Autoridades do Peru e da Bolívia defenderam no Acre o reforço da cooperação entre os sistemas de Justiça da região de fronteira durante o 57º Fórum Nacional de Juizados Especiais. No painel internacional do encontro, magistrados dos dois países afirmaram que a integração institucional é necessária para ampliar o acesso à Justiça e proteger direitos fundamentais em territórios marcados pela circulação diária de pessoas entre as três nações.
O presidente da Corte Superior de Justiça de Madre de Dios, Marino Gabriel Cusimayta Barreto, apresentou a experiência peruana com os juízes de paz, modelo formado por milhares de magistrados voluntários que atuam em conflitos de menor complexidade. Segundo ele, a proximidade com as comunidades facilita acordos, acelera soluções e amplia a presença do Judiciário em áreas mais afastadas. Ao resumir a proposta levada ao debate, afirmou que a meta compartilhada entre os países é assegurar dignidade, liberdade e direitos humanos.
Pela Bolívia, o desembargador Jorge Luis Sotelo Beltran, do Tribunal de Justiça de Pando, afirmou que o país não adota a mesma estrutura dos Juizados Especiais brasileiros, mas tem interesse em aprofundar a troca de experiências em conciliação, resolução de infrações de menor potencial ofensivo e aplicação de normas de direitos humanos.
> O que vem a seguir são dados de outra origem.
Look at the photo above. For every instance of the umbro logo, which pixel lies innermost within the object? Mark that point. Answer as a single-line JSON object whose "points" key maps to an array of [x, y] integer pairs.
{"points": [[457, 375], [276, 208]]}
Ele citou como problemas recorrentes na fronteira casos de roubo, furto, acidentes de trânsito, fraude e estelionato, e defendeu mecanismos mais rápidos para evitar a demora na tramitação de processos.
O magistrado também chamou atenção para o avanço da violência familiar e doméstica na Bolívia, apontada como a principal demanda registrada com base na legislação de proteção às mulheres no país. Para ele, a resposta do sistema de Justiça precisa ser mais ágil e mais próxima da realidade vivida nas cidades fronteiriças.
O painel foi mediado pelo juiz Marcelo Carvalho e contou com tradução da advogada brasileiro-peruana Selene Fartolino. Ao fim da programação, o presidente do Fonaje, juiz Rosalvo Vieira, afirmou que a participação internacional abre caminho para novas discussões sobre integração regional nas próximas edições do fórum. Realizado sob o tema “Justiça e Pertencimento Sem Fronteiras”, o encontro colocou no centro do debate os desafios comuns enfrentados por Brasil, Peru e Bolívia na garantia de direitos em uma área de intensa conexão social e econômica.